The new surgeon team she referred us to took even more x-rays with some added angles. The short version is that my boy needs surgery yet again. The new team spent nearly two hours with us explaining everything they saw and the procedures they would like to do. It is major. Instead of focusing on the femur as they have in the past they will reorient the pelvis to cover the femoral head and possibly need to reshape the femoral head to fit in the hip socket. The positive in this is we really like the new team and we trust them. They were great with our boy and great with us. They appreciated and applauded the fact that I insist that Littlest be part of all discussions because it is his body and his healthcare. Yes, mom and dad make the decisions now but he needs to know how to advocate for himself and how to navigate the medical world as he grows. Someday he will need to do this on his own and I plan on giving him as much of a head start in that department as I can.

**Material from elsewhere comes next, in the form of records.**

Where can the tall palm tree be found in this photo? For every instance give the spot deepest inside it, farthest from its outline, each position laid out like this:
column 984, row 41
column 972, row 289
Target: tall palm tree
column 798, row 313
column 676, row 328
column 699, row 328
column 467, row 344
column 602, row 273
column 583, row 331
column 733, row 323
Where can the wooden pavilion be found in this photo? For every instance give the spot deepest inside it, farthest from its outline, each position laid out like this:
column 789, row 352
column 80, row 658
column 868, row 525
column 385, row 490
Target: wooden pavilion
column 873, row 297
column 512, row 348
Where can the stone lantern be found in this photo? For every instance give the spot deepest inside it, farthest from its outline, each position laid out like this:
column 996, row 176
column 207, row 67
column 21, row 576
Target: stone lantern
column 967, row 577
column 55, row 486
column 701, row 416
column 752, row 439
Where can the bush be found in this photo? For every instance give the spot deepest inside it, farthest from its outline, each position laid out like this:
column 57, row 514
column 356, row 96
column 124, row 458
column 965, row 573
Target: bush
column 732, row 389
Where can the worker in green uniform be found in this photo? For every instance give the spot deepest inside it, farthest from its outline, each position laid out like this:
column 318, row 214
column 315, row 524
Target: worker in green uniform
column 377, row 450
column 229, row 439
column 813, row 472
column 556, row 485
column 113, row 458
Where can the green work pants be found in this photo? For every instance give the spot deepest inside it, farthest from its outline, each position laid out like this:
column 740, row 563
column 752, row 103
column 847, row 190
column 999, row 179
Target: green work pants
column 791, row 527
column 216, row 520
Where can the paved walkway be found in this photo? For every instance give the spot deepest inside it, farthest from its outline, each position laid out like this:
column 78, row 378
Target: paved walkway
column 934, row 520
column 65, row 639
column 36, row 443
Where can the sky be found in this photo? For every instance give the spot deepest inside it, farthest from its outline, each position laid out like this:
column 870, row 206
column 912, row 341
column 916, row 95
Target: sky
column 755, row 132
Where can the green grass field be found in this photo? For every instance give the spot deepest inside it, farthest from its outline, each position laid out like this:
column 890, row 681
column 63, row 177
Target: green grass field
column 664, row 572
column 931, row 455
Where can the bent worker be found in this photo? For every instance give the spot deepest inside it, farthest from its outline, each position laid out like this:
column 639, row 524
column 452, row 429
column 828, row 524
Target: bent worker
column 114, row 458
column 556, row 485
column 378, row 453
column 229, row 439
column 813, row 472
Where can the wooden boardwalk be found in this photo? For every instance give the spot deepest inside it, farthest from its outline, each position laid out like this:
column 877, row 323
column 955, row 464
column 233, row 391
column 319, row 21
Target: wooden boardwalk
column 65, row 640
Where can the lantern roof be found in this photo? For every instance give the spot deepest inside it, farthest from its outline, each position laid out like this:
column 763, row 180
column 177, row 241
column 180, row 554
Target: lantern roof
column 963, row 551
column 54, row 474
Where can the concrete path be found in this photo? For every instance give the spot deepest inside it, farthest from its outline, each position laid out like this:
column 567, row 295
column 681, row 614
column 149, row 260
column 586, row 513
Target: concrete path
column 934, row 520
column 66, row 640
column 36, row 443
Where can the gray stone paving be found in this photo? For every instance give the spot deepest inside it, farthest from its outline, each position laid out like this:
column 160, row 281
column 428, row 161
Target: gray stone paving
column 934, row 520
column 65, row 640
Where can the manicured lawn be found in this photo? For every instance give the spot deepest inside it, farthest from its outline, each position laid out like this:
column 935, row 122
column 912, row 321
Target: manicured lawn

We don't have a surgery date yet. MRI is in a couple of weeks, pre-op is in early June, and then surgery as soon as they can arrange it in the schedule, probably late June to early July. Even though we knew at the last procedure that another was likely it is still difficult to hear out loud. We had so hoped to have a summer of fun not another summer of surgery. When the last visit had the results of "no change, see you in six months" we thought we had managed to at least have a summer without medical issues. But Perthes is a terrible disease and has not proven to be predicable in the least. 

I've had a hard time with this. I've told some people but I haven't wanted to tell everyone. I've wanted to hold the news close. At first diagnosis when friends would ask how they could help I knew, I had answers. Now as we approach the forth surgery, I no longer know what to say when asked. Four surgeries in three years, I feel like I should be a pro at this but I'm not. I feel like I should know what to say when friends want to help. Early on I felt like this was a fast easy journey. We have said often that in the beginning we understood Perthes more like an injury than a disease. We thought surgery would be one and done. Now three years later still facing the same things, I feel like a burden. I feel like my constant narrative of having a kid who hurts so much he cries himself to sleep and wakes in the night is difficult for my friends to still be hearing. I'm probably wrong about that but it is still my current perception.  

My Littlest is frustrated. He's hurting to the extreme. Hubby and I would do anything to take his pain away but we are helpless to make a significant difference. Brothers are stressed out about this. Sometimes average playing results in someone bumping the leg and tears. Yet somehow in the midst of it all we still laugh, we still play, we still love, we still hope. We hope that this will be the surgery that will bring relief. We hope that soon this will be a memory instead of a current reality. We hope for a cure for Perthes so that other kids can avoid the pain that our son lives with constantly. Did I mention that we hope this is the last surgery and after this he can go about the business of being a little boy?